- Origin: Oakland, California, U.S.
- Genres: Pop, R&B
- Years active: 2010–2012
- Past members: Kehlani Parrish, Dylan Wiggins, Jaden Wiggins, Dillon Ingram, Denzel Merritt, Ali-Khan Lochin

= PopLyfe =

American pop group

PopLyfe (also stylized in all caps) was a teen pop band from Oakland, California, that was a contestant on season 6 of America's Got Talent. They finished in fourth place on the show after performing a medley by Queen in the finals.

The band's members were Kehlani Parrish, Dylan Wiggins, Jaden Wiggins, Dillon Ingram, Denzel Merritt and Ali-Khan Lochin. They have featured various musicians and vocalists, including Zendaya, Gabi Wilson, Cole Berliner, Jared Anderson and Chasity Hinson. On America's Got Talent, their performers ranged in age from 13 to 18. Both Dylan and Jaden Wiggins are sons of producer D'wayne Wiggins, a member of Tony! Toni! Toné! and Poplyfe's producer. Lochin is a cousin of the Wiggins brothers.

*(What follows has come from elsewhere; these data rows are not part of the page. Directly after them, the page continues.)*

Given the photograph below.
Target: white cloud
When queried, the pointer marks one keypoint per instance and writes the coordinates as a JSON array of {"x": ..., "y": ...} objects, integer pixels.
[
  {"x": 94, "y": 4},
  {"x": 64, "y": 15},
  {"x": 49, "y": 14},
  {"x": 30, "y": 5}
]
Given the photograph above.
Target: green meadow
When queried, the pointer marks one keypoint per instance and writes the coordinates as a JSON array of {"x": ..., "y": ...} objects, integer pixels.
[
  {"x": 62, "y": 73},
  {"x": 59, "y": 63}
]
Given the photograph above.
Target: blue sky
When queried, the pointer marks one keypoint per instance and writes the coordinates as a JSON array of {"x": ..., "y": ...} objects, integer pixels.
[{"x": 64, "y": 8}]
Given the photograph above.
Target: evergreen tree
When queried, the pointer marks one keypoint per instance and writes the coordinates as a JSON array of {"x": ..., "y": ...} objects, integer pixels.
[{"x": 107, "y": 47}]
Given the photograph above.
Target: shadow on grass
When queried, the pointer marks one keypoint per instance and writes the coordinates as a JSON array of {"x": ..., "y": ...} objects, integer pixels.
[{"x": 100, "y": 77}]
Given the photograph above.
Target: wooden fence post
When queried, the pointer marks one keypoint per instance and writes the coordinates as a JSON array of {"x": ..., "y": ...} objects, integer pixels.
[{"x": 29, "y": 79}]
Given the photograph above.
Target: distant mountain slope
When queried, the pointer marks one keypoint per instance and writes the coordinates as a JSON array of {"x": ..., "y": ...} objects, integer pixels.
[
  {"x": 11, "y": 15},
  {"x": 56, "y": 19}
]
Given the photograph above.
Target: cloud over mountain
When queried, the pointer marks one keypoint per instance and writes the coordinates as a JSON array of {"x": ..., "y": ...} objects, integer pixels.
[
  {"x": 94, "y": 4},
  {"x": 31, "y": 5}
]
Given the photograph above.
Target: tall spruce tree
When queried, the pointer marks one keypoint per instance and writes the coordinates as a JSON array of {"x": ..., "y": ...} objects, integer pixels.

Most of the group's members were students at Oakland School for the Arts.

Poplyfe toured with Disney's Shake It Up star Zendaya on her Swag It Out Tour.

Member Kehlani Parrish left PopLyfe soon after the end of America's Got Talent due to several managerial and contractual disputes, with the rest of the band officially disbanding in June 2012. In July of that year, Parrish briefly toured with Ingram and Merrit under the name Contraband.